Selling The Farm. A Turning Point

by Jon Katz
Turning Point: Selling Bedlam Farm

Bedlam Farm has been on the market for more than nine months. During the winter no one came to look at it. In the Spring we began to advertise, and consistently lowered the price. Lately, things have changed. People have begun to look at the farm, now reduced in price to a firm $375,000 (we just don’t want to lower it more for several reasons). We’ve done altars, meditations, totems and stones, energy attraction exercises of the mind. I’ve always had the feeling that this new price – we started at $475,000 – will get things moving.
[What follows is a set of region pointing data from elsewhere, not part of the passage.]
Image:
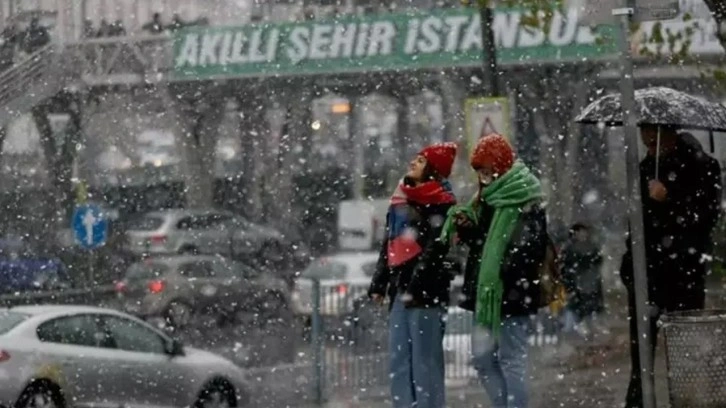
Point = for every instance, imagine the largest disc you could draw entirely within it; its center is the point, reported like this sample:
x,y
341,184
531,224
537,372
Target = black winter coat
x,y
423,277
520,265
678,230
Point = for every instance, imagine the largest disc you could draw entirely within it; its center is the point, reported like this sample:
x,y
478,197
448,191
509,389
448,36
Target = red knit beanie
x,y
440,157
493,151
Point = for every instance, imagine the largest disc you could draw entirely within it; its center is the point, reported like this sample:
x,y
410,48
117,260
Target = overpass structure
x,y
196,69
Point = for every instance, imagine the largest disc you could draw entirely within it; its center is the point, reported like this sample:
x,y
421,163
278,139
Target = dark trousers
x,y
694,301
Today the most wonderful thing happened. The family I have been dreaming of appeared, people from a congested Northeast state who are looking to change their lives. People without pretension or artifice. People who have had to deal with some hard realities of our world. People who are honest and direct. I turned to our realtor Kristin Preble when they left after a thorough three-hour tour, and I said “Kristin these are the ones. They are nice, honest, and they love the place.”  She smiled back at me, nodded.. “I hope so,” she said. I could feel something different, and she agreed. We have seen a lot of the city people who come up with so much attitude, fuss about the taxes or the kitchens, play mind games, make all sorts of demands, ask all sorts of picky questions, diddle and dally.
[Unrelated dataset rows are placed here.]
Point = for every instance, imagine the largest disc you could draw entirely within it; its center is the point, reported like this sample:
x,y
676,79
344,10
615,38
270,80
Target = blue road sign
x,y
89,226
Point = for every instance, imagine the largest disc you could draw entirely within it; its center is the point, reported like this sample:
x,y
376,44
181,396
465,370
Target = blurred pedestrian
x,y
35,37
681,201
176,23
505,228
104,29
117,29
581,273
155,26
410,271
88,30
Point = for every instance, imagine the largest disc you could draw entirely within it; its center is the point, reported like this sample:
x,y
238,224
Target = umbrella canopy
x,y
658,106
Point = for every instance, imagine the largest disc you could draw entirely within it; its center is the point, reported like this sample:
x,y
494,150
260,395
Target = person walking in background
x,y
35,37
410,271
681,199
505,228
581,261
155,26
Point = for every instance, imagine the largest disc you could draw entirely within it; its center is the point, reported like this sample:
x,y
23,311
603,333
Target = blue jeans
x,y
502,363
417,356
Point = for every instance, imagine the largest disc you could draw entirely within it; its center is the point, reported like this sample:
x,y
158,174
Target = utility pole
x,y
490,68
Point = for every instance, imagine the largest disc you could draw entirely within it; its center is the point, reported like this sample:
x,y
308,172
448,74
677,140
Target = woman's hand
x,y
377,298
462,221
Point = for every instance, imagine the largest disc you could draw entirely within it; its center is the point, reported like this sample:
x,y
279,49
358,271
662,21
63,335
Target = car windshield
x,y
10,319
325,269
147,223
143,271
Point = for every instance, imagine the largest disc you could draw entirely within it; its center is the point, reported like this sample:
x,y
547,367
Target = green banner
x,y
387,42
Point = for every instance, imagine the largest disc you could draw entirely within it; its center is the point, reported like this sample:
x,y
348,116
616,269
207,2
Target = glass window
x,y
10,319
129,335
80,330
I don’t know if this family will want the farm or not, of if they will buy it – they have, I am sure, a lot of thinking to do. But it was thrilling for me to see people come here who got the place, could imagine all kinds of wonderful uses for the barns and property and who are seeking to change their lives in a meaningful way. People who love books, creativity, dogs. People who are so very real. For me that is the kind of energy I have seen seeking, waiting for. The match I want for this farm, which Maria and I love so dearly.
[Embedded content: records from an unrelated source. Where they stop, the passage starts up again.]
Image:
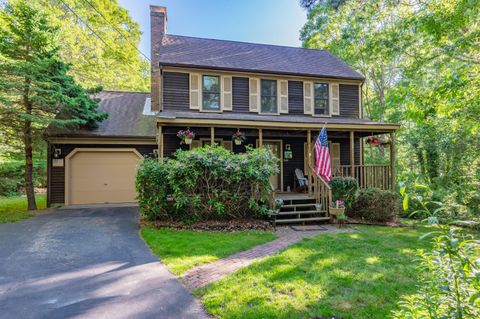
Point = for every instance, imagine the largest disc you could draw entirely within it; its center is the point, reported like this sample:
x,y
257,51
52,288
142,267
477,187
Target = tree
x,y
35,88
421,60
100,40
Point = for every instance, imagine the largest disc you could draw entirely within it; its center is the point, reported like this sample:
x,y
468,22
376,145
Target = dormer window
x,y
268,98
211,93
321,103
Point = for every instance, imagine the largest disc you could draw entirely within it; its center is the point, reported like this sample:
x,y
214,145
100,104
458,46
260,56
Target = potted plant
x,y
341,219
239,137
337,207
375,141
186,136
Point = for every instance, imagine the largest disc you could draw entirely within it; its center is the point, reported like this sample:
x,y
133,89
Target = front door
x,y
276,148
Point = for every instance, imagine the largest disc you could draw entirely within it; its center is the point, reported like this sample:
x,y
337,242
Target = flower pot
x,y
336,211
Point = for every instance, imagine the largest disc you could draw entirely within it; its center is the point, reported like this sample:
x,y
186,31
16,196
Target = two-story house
x,y
279,97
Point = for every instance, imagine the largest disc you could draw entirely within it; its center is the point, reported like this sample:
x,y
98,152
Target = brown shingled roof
x,y
242,56
125,118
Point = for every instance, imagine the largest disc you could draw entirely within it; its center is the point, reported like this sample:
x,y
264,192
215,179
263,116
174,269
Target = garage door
x,y
101,176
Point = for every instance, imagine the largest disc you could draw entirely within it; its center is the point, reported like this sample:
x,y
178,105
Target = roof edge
x,y
361,78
They did more for me than they know, coming up here, smiling and laughing, loving the barns, the view, the path. Their visit confirms that there are people who love this place, who get it. It is not just a place for them, it is important to them. I know they were close, I knew they were coming. I knew it. I don’t know if this family will decide to buy the farm, I do not have that kind of crystal ball, and in a way it doesn’t matter. They did me the wonderful favor of affirming my faith in this place, and in the idea that the right people will find it.